L’essentiel du Digital Markets Act

Le DMA vise à garantir un fonctionnement du marché plus équitable aux entreprises utilisatrices des plateformes, dites contrôleurs d’accès (les gatekeepers).

L’objectif de ce texte est double :

 

  1. Permettre aux entreprises innovantes et technologiques d’accéder aux marchés numériques dans des conditions concurrentielles normales, sans être affectés par les pratiques déloyales des contrôleurs d’accès, et
  2. Permettre aux consommateurs de bénéficier d’un plus grand choix de services de meilleure qualité ainsi que de la liberté de changer aisément de fournisseur.

Par exemple, au titre du DMA, les contrôleurs d’accès sont désormais tenus :

  • de faciliter le désabonnement ainsi que l’abonnement à un service de plateforme essentiel ;
  • de rendre interopérables les fonctionnalités de base de leurs services de messagerie instantanée (Whatsapp, Facebook Messenger, etc.) avec leurs concurrents de taille plus modeste ;
  • d’autoriser une entreprise utilisatrice à promouvoir ses offres et conclure des contrats avec ses clients en dehors de la plateforme du contrôleur d’accès ;
  • ou encore, de fournir aux entreprises qui font de la publicité sur leurs plateformes les données de performance et marketing.

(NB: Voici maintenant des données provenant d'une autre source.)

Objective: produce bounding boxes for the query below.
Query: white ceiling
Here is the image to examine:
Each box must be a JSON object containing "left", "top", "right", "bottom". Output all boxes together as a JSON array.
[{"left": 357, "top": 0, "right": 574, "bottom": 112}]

De surcroît, ces contrôleurs ne peuvent plus :

  • faire bénéficier leurs services et produits d’un traitement plus favorable en termes de classement au détriment des services et des produits similaires proposés par des tiers sur leur plateforme ;
  • suivre les utilisateurs finaux en dehors de leurs services de plateformes à des fins de publicité ciblée, sans qu’un consentement libre et effectif ait été donné ;
  • imposer aux développeurs d’applications certains services annexes (systèmes de paiement, par exemple).

Une catégorie de « contrôleur d’accès émergent » est également prévue par le DMA, afin d’imposer certaines obligations aux entreprises dont la position concurrentielle est démontrée mais non encore durable.

 

Meta : le modèle « Pay or Consent » au cœur des attentions de la Commission européenne

Introduit en novembre 2023, le modèle « Pay or Consent » de Meta est un système d’abonnement qui impose aux utilisateurs de Facebook et d’Instagram de choisir entre accéder à ces plateformes sans payer mais en consentant à l’utilisation de leurs données personnelles pour afficher des publicités personnalisées et ciblées ou, s’ils refusent, de devoir payer un abonnement pour accéder à ces plateformes.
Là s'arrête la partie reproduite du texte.